The REPHRASE Circuit: How Fine-Tuning Enhances LLMs to REPHRASE Text

post by Karthik Viswanathan (vkarthik095) · 2025-04-06T15:02:39.443Z · LW · GW · 0 comments

Contents

  Problem Statement
    Summary of the findings
  Findings
    Attention at Layer = 30 plays a significant role in REPHRASE 
    Top Heads from Attention Output Patching (INSTRUCT → BASE)
  Limitations and Open Ends
  References in Mechanistic Interpretability about Fine-Tuning
None
No comments

I recently began exploring mechanistic interpretability, and the "Getting Started" guides recommend that the best way to learn mechanistic interpretability is by working on a concrete problem. To do so, I picked a task that I frequently rely on language models for: rephrasing text (REPHRASE). I find it interesting that large language models are pretty good at following instructions, particularly rephrasing my drafted text into polished content suitable for emails and formal articles, which motivates the following question:

How do LLMs execute the REPHRASE command?

As part of this exploration, I’ve tried to piece together which circuits might be responsible for recognizing and carrying out a REPHRASE command. I don’t claim to have discovered anything entirely new here; rather, this is an intellectual exercise to build my own intuition and hopefully spark ideas for others pursuing similar lines of inquiry. Initially, I wanted to see how LLMs handle rephrasing tasks, but I found that the base models performed poorly while fine-tuned models excelled. This prompted an additional focus on how fine-tuning enhances a model’s ability to rephrase text effectively.
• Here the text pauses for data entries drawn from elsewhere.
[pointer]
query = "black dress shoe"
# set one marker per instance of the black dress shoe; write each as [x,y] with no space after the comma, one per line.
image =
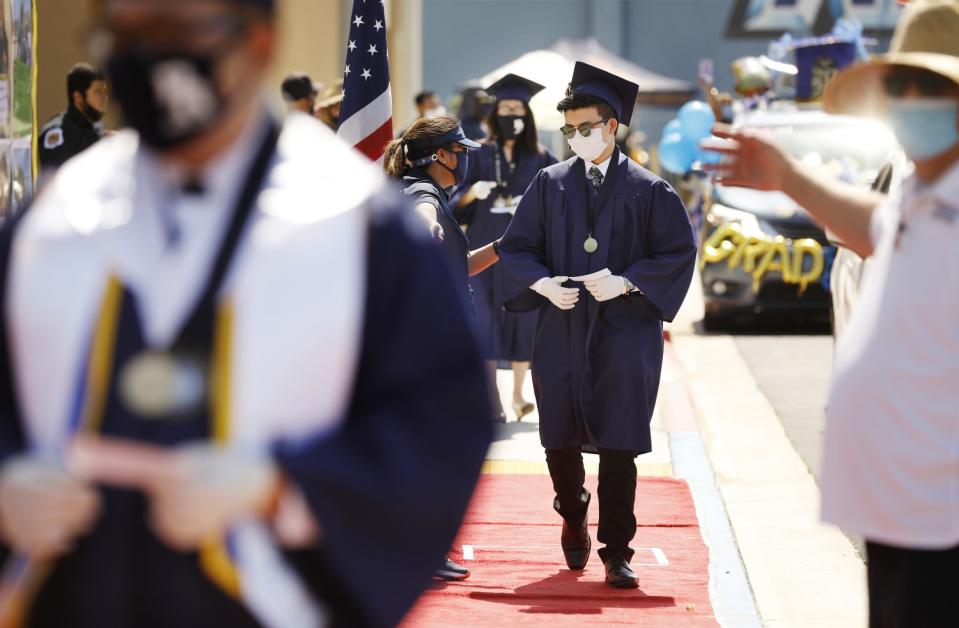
[576,544]
[451,572]
[619,575]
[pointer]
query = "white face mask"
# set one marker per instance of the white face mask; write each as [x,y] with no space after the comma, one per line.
[589,148]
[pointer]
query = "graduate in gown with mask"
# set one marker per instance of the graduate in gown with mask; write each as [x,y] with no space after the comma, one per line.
[499,174]
[607,253]
[221,346]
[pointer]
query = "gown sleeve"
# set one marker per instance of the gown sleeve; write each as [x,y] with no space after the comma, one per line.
[665,275]
[391,486]
[522,250]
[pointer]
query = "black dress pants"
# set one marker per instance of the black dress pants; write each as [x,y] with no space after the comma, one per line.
[617,495]
[912,588]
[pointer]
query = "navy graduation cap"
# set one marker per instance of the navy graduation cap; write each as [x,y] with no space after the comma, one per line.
[514,87]
[619,93]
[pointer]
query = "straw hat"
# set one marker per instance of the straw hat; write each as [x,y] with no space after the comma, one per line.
[927,38]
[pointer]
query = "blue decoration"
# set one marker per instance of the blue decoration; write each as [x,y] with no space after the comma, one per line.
[673,126]
[676,154]
[696,120]
[706,156]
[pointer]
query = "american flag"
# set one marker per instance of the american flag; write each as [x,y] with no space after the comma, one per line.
[367,111]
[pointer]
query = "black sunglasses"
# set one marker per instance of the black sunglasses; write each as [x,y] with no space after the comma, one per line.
[585,129]
[896,83]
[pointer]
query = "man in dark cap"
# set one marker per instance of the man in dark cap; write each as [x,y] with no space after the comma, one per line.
[208,414]
[474,107]
[608,253]
[299,92]
[79,127]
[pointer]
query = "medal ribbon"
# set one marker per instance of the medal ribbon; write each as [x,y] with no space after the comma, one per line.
[596,201]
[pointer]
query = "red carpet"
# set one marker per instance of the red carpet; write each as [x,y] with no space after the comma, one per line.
[519,576]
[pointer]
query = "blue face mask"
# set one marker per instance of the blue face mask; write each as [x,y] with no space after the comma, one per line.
[926,127]
[462,166]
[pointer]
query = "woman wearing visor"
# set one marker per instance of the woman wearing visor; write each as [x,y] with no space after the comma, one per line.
[499,174]
[431,158]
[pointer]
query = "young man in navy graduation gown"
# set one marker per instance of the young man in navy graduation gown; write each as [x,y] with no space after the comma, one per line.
[267,368]
[608,253]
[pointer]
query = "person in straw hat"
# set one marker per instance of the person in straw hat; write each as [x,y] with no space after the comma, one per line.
[890,470]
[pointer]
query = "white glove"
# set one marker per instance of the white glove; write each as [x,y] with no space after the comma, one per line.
[43,509]
[552,288]
[207,489]
[607,288]
[482,189]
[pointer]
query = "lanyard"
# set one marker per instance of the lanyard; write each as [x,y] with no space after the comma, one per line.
[196,330]
[597,200]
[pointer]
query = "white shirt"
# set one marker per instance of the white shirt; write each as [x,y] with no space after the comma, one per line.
[170,242]
[891,453]
[603,167]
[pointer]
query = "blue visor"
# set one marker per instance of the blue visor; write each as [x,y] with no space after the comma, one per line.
[454,136]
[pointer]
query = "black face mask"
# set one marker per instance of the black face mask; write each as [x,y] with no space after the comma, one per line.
[510,127]
[169,99]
In what follows, I compare two versions of the same LLM, one trained as a base model (BASE) and one fine-tuned to follow instructions (INSTRUCT), and I analyze their behavior at a mechanistic level. This post outlines the methods, findings, and open questions that arose, emphasising how fine-tuning can sharpen or enhance specific internal mechanisms related to rephrasing. I welcome any comments and suggestions on improving this work. Feel free to share your thoughts, alternative approaches, or insights from your explorations in mechanistic interpretability.

Problem Statement

The REPHRASE task is complicated since it involves many components. Here is a subset of the components that motivate my experimental setup[1] -

  1. RECOGNIZE that it must execute REPHRASE (switch on the REPHRASE circuit)
  2. CHOOSE and REPLACE the appropriate words

To address RECOGNIZE, I compare the Llama-3-8.1B's circuits (BASE) with those of Llama-3-8.1B-Instruct (INSTRUCT), anticipating that the INSTRUCT model performs better at RECOGNIZE. This exercise in model diffing between BASE and INSTRUCT also helps me understand better the components involved in carrying out REPHRASE.

To account for CHOOSE and REPLACE, the prompt is structured in the following manner,

Rephrase all the adjectives of the following sentence: The quick fox jumps over the dog.

Rephrased sentence: The (swift fox jumps over the dog)

where "swift fox jumps over the dog" is an example of the LLM-generated output. I focus solely on the next token following "The[2]" in this post. Since the prompt explicitly states to rephrase the adjectives, i.e., "quick", the model performance for the REPHRASE task can be measured by

Logit difference = Logit[“swift”] - Logit[“quick”]

where Logit[“X”] roughly measures the log probability of “X” appearing after ”The”.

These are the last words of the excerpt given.